The western comedy game just didn’t hit the ground running. This makes sense: In Indonesia, spreading false information is not only culturally offensive, it can have legal consequences. A game that asks you to play as an agent of disinformation. Additionally, in the US, conservative participants were consistently less accurate at identifying false headlines, but this pattern did not emerge in Indonesia, where political ideology did not predict comprehension at all. This means that Indonesia’s polarization tends to run along ethnic and religious lines rather than left-right political differences.

In the United Statesboth games worked well. Harmony Field improved accuracy and understanding sharing, replicating previous findings. But here’s what surprised me: Gali Fakta, our Indonesian WhatsApp game translated into English as well significantly improved both outcomes. None of the games were rated as more interesting than the other.

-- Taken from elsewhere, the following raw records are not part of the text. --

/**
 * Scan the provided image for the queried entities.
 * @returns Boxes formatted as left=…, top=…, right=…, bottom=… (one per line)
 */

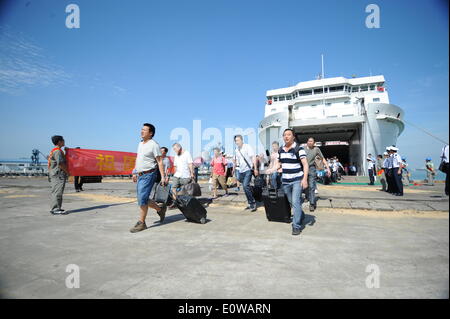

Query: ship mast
left=321, top=54, right=325, bottom=110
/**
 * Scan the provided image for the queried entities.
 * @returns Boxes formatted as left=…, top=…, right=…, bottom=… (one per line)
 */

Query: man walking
left=425, top=157, right=436, bottom=186
left=441, top=145, right=449, bottom=196
left=367, top=154, right=375, bottom=185
left=130, top=123, right=167, bottom=233
left=279, top=128, right=309, bottom=235
left=48, top=135, right=69, bottom=215
left=377, top=152, right=389, bottom=192
left=161, top=146, right=172, bottom=184
left=305, top=137, right=331, bottom=212
left=391, top=146, right=403, bottom=196
left=210, top=147, right=228, bottom=199
left=266, top=141, right=281, bottom=189
left=234, top=135, right=259, bottom=212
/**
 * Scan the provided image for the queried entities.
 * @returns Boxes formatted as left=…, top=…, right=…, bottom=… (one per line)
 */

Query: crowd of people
left=48, top=123, right=449, bottom=235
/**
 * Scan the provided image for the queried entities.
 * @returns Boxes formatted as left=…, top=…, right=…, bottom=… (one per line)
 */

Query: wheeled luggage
left=175, top=195, right=206, bottom=224
left=262, top=187, right=291, bottom=223
left=153, top=183, right=172, bottom=205
left=180, top=182, right=202, bottom=196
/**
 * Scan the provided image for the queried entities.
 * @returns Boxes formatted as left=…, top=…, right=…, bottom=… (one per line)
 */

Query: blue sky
left=0, top=0, right=449, bottom=167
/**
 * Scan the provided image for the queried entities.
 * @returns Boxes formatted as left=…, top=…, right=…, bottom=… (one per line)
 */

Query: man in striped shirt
left=279, top=128, right=309, bottom=235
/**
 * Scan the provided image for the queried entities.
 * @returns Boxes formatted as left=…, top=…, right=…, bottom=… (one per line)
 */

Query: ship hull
left=259, top=103, right=404, bottom=175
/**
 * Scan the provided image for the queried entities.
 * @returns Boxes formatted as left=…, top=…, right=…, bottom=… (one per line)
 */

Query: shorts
left=137, top=171, right=156, bottom=206
left=212, top=174, right=227, bottom=190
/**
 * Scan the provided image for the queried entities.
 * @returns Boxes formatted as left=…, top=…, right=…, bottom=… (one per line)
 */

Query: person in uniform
left=366, top=154, right=375, bottom=185
left=391, top=146, right=403, bottom=196
left=425, top=157, right=436, bottom=186
left=384, top=146, right=395, bottom=194
left=48, top=135, right=69, bottom=215
left=377, top=152, right=389, bottom=192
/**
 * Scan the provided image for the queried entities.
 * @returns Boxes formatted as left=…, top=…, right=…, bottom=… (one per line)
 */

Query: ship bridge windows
left=314, top=88, right=323, bottom=94
left=330, top=85, right=344, bottom=93
left=298, top=90, right=312, bottom=96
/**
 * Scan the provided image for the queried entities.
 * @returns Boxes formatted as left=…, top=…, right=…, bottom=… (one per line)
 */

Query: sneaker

We thought Harmony Square’s satire and political framing would resonate with American audiences, but we weren’t sure about Gali Facta’s WhatsApp design. We found that Gali Facta’s simpler, more socially familiar format seemed to travel very well.

The attraction effect

One of the findings I find most interesting: the predictive effectiveness of engagement. In Indonesia, greater engagement with Gali Fakta predicted better understanding. In the US, higher engagement predicted better outcomes both games

This suggests that the mechanism behind foreplay involves active engagement rather than passive influence. If the game doesn’t engage you, it probably won’t change the way you evaluate information. Cultural fit appears to drive engagement and engagement drives learning.

What does this mean?

These results contradict the assumption that effective digital interventions can be easily translated and scaled up globally. The satirical, political format that works in the US has not been transferred to Indonesia. But Gali Facta’s simpler chat format worked on a peer-to-peer basis both countries

Our findings suggest that what travels across cultures is not sophisticated political satire, but familiar communication formats, simplicity, and social values. In other words, a chat interface, support for your community and recognizable social shares.

A few important caveats: we used different headlines in each country, making direct comparisons difficult. We only measured the effects after playing, so we don’t know how long the benefits will last. And pre-election games tend to attract people who are already thinking about misinformation, which raises the broader question of how to reach out to those who aren’t.

As I regularly discuss here delusionmisinformation is a deep social problem, and it spreads through relationships and networks of trust, not just algorithms. These findings suggest that the most effective interventions may be those that meet people within these social dynamics, rather than asking them outside of them.

A version of this post will also appear there Error: Bulletin.